REPUBLIQUE ET
CANTON DE GENEVE
POUVOIR JUDICIAIRE
DCSO/187/10 Le recours en matière civile au sens de l’art. 72 al. 2 let. a de la loi sur le Tribunal fédéral du 17 juin 2005 (LTF ; RS 173.110) est ouvert contre les décisions prises par la Commission de surveillance des Offices des poursuites et des faillites, unique autorité cantonale de surveillance en matière de poursuite pour dettes et faillite (art. 56R al. 3 LOJ). Il doit être déposé devant le Tribunal fédéral, 1000 Lausanne 14, dans les dix jours qui suivent la notification de l'expédition complète de la présente décision (art. 100 al. 1 et 2 let. a LTF) ou dans les cinq jours en matière de poursuite pour effets de change (art. 100 al. 3 let. a LTF).
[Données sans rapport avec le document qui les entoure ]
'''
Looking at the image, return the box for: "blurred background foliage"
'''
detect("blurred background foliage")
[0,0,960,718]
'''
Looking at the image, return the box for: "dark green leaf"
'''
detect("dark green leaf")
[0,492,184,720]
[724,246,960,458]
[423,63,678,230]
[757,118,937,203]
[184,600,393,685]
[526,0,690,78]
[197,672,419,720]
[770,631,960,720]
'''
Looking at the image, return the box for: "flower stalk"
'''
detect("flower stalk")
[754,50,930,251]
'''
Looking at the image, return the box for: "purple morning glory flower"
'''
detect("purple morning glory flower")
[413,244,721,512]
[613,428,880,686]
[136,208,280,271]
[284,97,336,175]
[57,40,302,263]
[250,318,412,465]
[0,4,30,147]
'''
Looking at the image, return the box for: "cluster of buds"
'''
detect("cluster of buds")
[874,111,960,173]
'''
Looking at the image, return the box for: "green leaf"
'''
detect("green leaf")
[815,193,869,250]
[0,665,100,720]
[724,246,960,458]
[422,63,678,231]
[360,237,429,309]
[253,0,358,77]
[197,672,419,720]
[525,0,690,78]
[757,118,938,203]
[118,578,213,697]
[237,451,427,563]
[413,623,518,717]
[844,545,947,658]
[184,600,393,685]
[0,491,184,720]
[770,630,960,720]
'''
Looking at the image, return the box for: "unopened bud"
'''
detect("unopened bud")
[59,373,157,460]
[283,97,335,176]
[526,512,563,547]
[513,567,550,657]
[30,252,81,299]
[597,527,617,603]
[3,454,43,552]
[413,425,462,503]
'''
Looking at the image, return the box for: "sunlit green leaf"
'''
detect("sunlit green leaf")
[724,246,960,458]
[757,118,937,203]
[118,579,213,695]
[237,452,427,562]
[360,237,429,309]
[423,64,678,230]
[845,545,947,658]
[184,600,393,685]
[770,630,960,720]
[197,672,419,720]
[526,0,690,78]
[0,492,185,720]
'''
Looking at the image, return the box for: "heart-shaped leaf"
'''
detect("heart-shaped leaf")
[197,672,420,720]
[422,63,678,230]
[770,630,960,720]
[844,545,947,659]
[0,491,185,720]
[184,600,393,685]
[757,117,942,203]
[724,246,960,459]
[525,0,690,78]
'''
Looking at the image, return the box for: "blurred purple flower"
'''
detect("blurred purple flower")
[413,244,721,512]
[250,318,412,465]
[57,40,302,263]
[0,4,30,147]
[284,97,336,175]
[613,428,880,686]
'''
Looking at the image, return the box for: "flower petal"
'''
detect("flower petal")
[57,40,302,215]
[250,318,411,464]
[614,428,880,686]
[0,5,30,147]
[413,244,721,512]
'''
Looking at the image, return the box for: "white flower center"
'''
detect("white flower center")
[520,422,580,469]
Le recours doit être rédigé dans une langue officielle, indiquer les conclusions, en quoi l'acte attaqué viole le droit et les moyens de preuve, et être signé (art. 42 LTF).
DÉCISION DE LA COMMISSION DE SURVEILLANCE DES OFFICES DES POURSUITES ET DES FAILLITES SIÉGEANT EN SECTION DU JEUDI 15 AVRIL 2010 Cause A/1039/2010, plainte 17 LP formée le 16 février 2010 par M. H______.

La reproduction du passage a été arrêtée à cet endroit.